How we cite our quotes: (Part.Chapter.Paragraph)
Quote #4
This cap is pretty ratty and salt-crusted, but it was given me by the skipper of a motor torpedo boat on which I sailed out of Dover during the war—a gentle gentleman and a murderer. After I left his command he attacked a German E-boat and held his fire trying to take it whole since none had ever been captured, and in the process he got himself sunk. I have worn his cap ever since in his honor and in his memory. (2.1.124)
Steinbeck doesn't go into too much detail about his war experiences here (he was a correspondent), but we get some little glimpses and references here and there, like this one. These stories aren't exactly warm and fuzzy (surprise, surprise, right?), and the fact that they keep popping up gives you the sense that Steinbeck is kind of stuck on the topic—and war's unpleasantness in general.
Quote #5
First the traffic stuck me like a tidal wave and carried me along, a bit of shiny flotsam bounded in front by a gasoline truck half a block long. Behind me was an enormous cement mixer on wheels, its big howitzer revolving as it proceeded. On my right was what I judged to be an atomic cannon. (3.2.9)

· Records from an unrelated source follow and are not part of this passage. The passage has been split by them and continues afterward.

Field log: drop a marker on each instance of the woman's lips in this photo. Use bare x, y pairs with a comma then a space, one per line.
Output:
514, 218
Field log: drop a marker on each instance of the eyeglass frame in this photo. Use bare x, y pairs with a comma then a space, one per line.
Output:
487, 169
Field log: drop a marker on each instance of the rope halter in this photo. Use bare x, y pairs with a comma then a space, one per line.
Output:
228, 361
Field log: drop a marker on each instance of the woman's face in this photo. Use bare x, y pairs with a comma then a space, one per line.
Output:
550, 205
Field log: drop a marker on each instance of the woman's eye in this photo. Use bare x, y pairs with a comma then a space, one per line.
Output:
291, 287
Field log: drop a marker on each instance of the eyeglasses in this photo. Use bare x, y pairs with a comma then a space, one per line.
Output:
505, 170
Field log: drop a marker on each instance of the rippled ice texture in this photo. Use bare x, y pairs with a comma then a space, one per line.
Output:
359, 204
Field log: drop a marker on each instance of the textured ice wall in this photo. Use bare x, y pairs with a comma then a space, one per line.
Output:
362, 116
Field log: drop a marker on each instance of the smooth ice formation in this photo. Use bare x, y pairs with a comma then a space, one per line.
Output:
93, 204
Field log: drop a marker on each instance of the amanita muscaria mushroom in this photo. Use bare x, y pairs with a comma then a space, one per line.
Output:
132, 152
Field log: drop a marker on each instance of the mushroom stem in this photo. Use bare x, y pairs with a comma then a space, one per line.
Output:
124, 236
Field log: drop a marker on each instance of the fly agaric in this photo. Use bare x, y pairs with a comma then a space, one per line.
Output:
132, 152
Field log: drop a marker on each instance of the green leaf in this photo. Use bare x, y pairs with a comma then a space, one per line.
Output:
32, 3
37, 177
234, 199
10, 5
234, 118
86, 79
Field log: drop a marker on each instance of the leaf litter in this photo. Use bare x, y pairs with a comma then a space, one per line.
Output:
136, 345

See, even when Steinbeck is just describing traffic, he ends up comparing the vehicles around them to war machines. If that's not proof that Steinbeck has war on the brain a lot, what is?
Quote #6
It took me nearly four hours to get through the Twin Cities. I've heard that some parts of them are beautiful. And I never found Golden Valley. Charley was no help. He wasn't involved with a race that could build a thing it had to escape from. (3.2.11)

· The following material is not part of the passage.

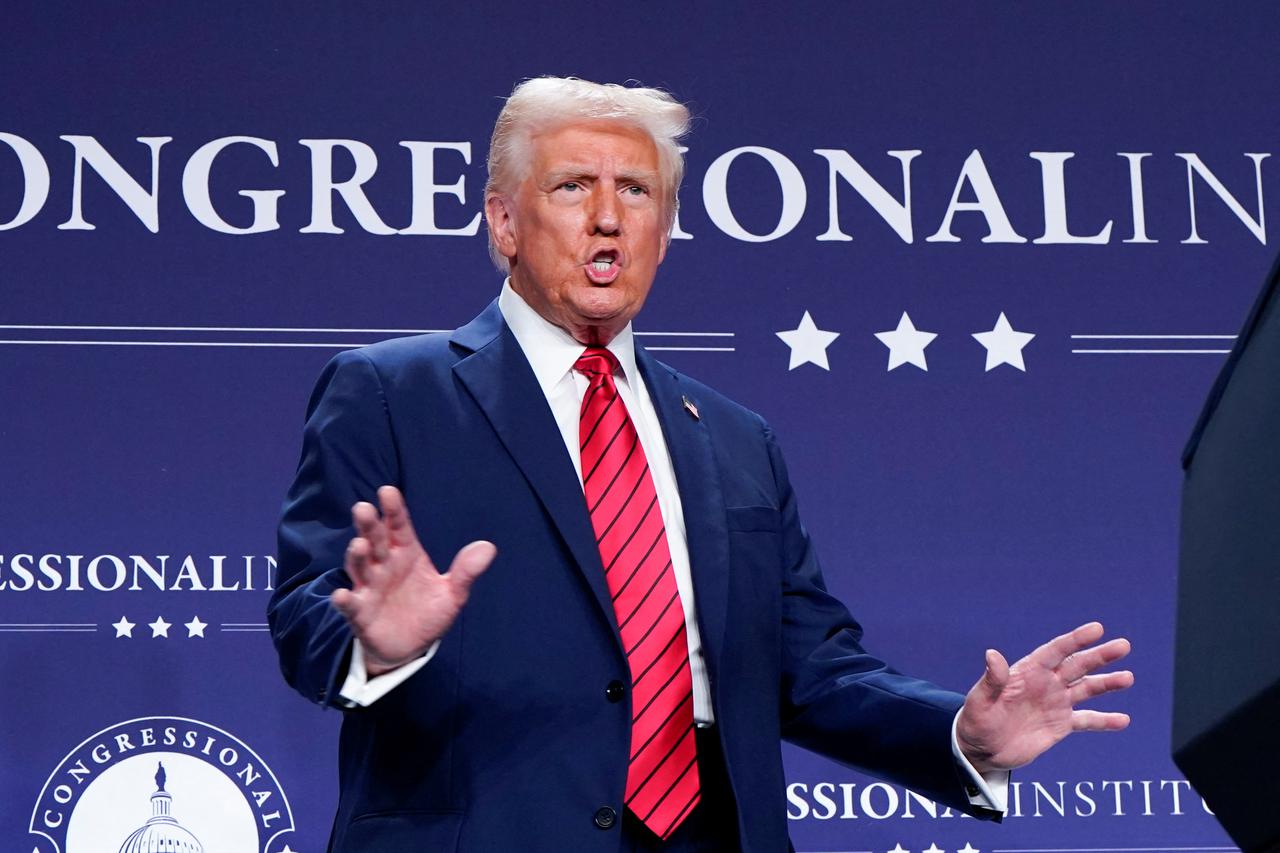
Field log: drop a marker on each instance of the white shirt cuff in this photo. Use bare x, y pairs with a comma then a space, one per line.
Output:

These are Steinbeck's thoughts about his trip through the Twin Cities. As we already mentioned, he's been comparing the surrounding traffic to war machines, and here he's just realized that the highway has been designated an emergency evacuation route (in case of, like, an emergency). Given that the U.S. is super-enmeshed in the Cold War at this point, it doesn't take a genius to figure out what the most likely cause of evacuation would be at that time: nuclear war. Steinbeck is clearly alluding to nuclear technology when he notes that Charley (as a dog) is too smart to create the kind of weapon you'd need an evacuation route to flee from.